Long, low and wide, the front-engine Espada rode a pressed-steel platform chassis with a 104.3-inch wheelbase and carried its power plant nearly eight inches farther forward than in the 400 GT.

Under the hood was the same 3929-cc engine that powered the 400 GT coupe, although this time using six Weber carburettors.

The Espada’s gutsy 244-cubic-inch (4quad-cam V12 engine meant the Espada became the world's fastest sedan (saloon) car when launched in 1968.

Lamborghini fitted a five-speed gearbox was standard, as usual (though Chrysler's TorqueFlite would become available in later versions of the Espada).

Named after a matador's dagger, the wide-tracked, low-slung Espada was as good looking a car as Lamborghini produced during their history, and certainly the best of the Sixties.

With four bucket seats and a well-trimmed interior, the Espada was classed as an "executive express" rather than a sports tourer, slotting neatly into Lamborghini's lineup in the mid to late Sixties, alongside the Islero and Miura.

The Espada's low and wide front end, with quad round headlamps at the ends of a blacked-out grille, was taller than that of the Miura, and the wide hood displayed dual NACA ducts.

Long, curved-base rear quarter windows were a feature of the fastback coupe, along with a massive windshield.

Small grilles behind the side windows concealed the fillers for two interconnected fuel tanks, one in each wing.

Together the tanks boasted a combined capacity of 90 litres (20 gallons) —none too generous for a car with fuel consumption of the order of 25 liters/100km, or 11.5mpg- when it was driven hard.

The cockpit gave an impression of luxury that was wholly appropriate, with walnut trim and generous use of leather.

The Sspada's four buckets seats were comfortable, all with built-in headrests.

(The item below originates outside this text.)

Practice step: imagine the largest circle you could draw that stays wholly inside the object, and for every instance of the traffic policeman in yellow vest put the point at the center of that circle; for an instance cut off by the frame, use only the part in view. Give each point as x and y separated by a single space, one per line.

There was just enough space in the rear for the car to be considered (more or less) a four-seater rather than a tight 2+2

>A large centre console divided the interior — it was so large that one might have suspected a backbone chassis, and it did increase frame strength as well as carrying ventilation ducts.

The Espada's handling was neutral, cornering powers were high, and there was little body roll.

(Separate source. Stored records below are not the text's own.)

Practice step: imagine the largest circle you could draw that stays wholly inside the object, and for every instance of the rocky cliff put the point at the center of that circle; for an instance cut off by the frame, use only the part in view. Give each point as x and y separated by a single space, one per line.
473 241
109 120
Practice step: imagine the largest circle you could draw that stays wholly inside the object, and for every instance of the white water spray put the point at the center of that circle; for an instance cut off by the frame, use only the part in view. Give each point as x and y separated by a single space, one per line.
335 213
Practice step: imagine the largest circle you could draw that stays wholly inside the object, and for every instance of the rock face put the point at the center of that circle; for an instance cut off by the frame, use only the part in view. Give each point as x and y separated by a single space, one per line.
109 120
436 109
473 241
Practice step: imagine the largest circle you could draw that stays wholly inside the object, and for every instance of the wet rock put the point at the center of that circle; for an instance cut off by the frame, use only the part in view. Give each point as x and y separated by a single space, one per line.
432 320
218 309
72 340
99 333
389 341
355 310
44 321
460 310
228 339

An extra glass panel below the back window readically improved rearward visibility past the chopped-off tail.

In profile, the car displayed a nearly-horizontal roofline-into-backlight line, with a rear kick up past its low belt line.

Hood and upper fenders tilted forward for engine access.

The broad flat bonnet, the only significant body item fabricated in aluminium, fitted tightly onto the V12, which filled the engine compartment, while its surface was broken by two NACA ducts, for the cabin ventilation system.

Engine air was taken in through the nose and exhausted through slots on the sides. Twin lights neatly flanked the plain grille.

The large conventional doors provided reasonable access to the rear seats, and side windows were adequate (the small rear pair were top-hinged).

In general, visibility was better than for most `supercars' of the period.

The tail treatment was smart, for, in addition to the sizeable sloping glass tailgate, there was a full-width vertical glass panel right at the back, which made for easy reversing (a manoeuvre some supercar stylists forget).

The battery and the spare wheel sat below the luggage deck, which was quite large, although shallow, meaning that the load was restricted.

Lamborghini did provide some compensation for this shortcoming by offering fitted suitcases although only as an optional extra.

Famous Espada owners have included the Shah of Iran, the novelist Alistair McLean, and known Lamborghini lover Sir Paul McCartney.

The Espada was a tremendous commercial and critical success for Lamborghini, putting them very much on the map, with sales of more than 1200 surpassing all the other Sixties models put together.